Означает ли это, что я утверждаю, будто мои житейские правила неизменно избавляли меня от всех и всяческих затруднений и я с легкостью одергивал и обуздывал свои страсти? Не всегда эти страсти соразмерны с вызвавшими их обстоятельствами и уже при своем пробуждении нередко бывают жестокими я неистовыми. И все же мои правила сберегают немало сил и приносят плоды и бесполезны лишь тем, кто, творя добро, не довольствуется никакими плодами, если его имя не снискивает славы. Впрочем, по правде говоря, выгоды, приносимые этими правилами, каждый подсчитывает на свой лад. Вы достигнете большего, хоть это и доставит вам меньшую славу, если основательно поразмыслите, прежде чем уясните себе сущность дела и пуститесь во все тяжкие. Во всяком случае, не только в этом одном, но и во всех возлагаемых на нас жизнью обязанностях путь тех, кто домогается почестей, значительно отличается от пути, которого держатся равняющиеся на порядок и разум.

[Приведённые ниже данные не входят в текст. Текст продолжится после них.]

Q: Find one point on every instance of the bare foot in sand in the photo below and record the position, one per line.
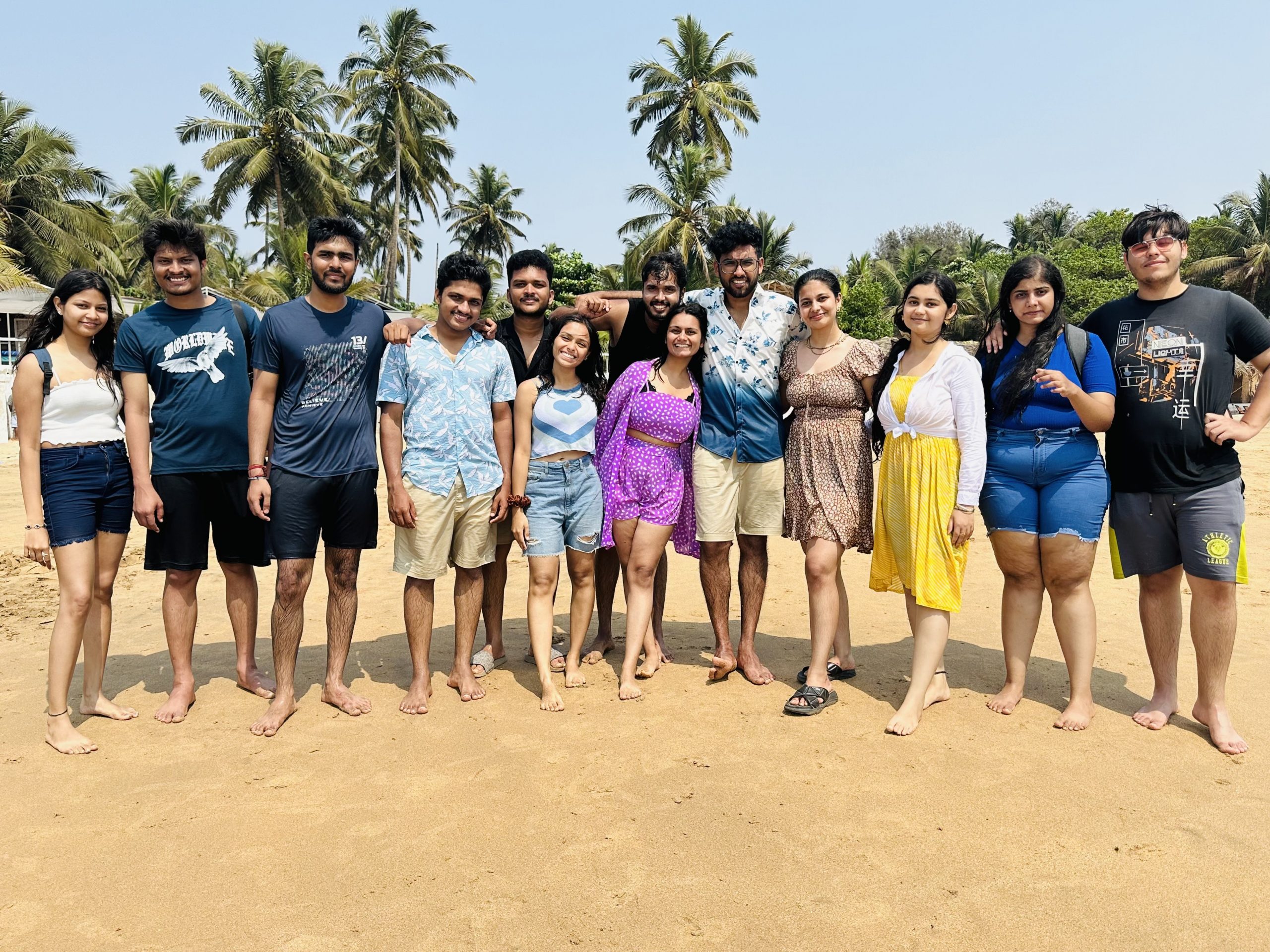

Я сплошь да рядом вижу людей, которые рьяно, но нерасчетливо устремляются вперед на ристалище и вскоре замедляют свой бег. Плутарх говорит, что кто по застенчивости или из ложного стыда чрезмерно податлив и с легкостью обещает все, о чем его ни попросят, тот с такою же легкостью нарушает слово и от него отказывается; равным образом, кто легко ввязывается в ссору, не прочь так же легко пойти и на мировую [49], тогда как твердость, препятствующая мне затевать ссоры, должна побуждать меня упорствовать в них, коль скоро я буду выведен из равновесия и распалюсь гневом. То, о чем упоминает Плутарх, — дурное обыкновение: пустившись в путь, нужно идти до последнего вздоха. «Начинайте с прохладцей, — говорит Биант, — продолжайте с горячностью» [50]. Нерассудительность приводит к нестойкости, а она еще несноснее.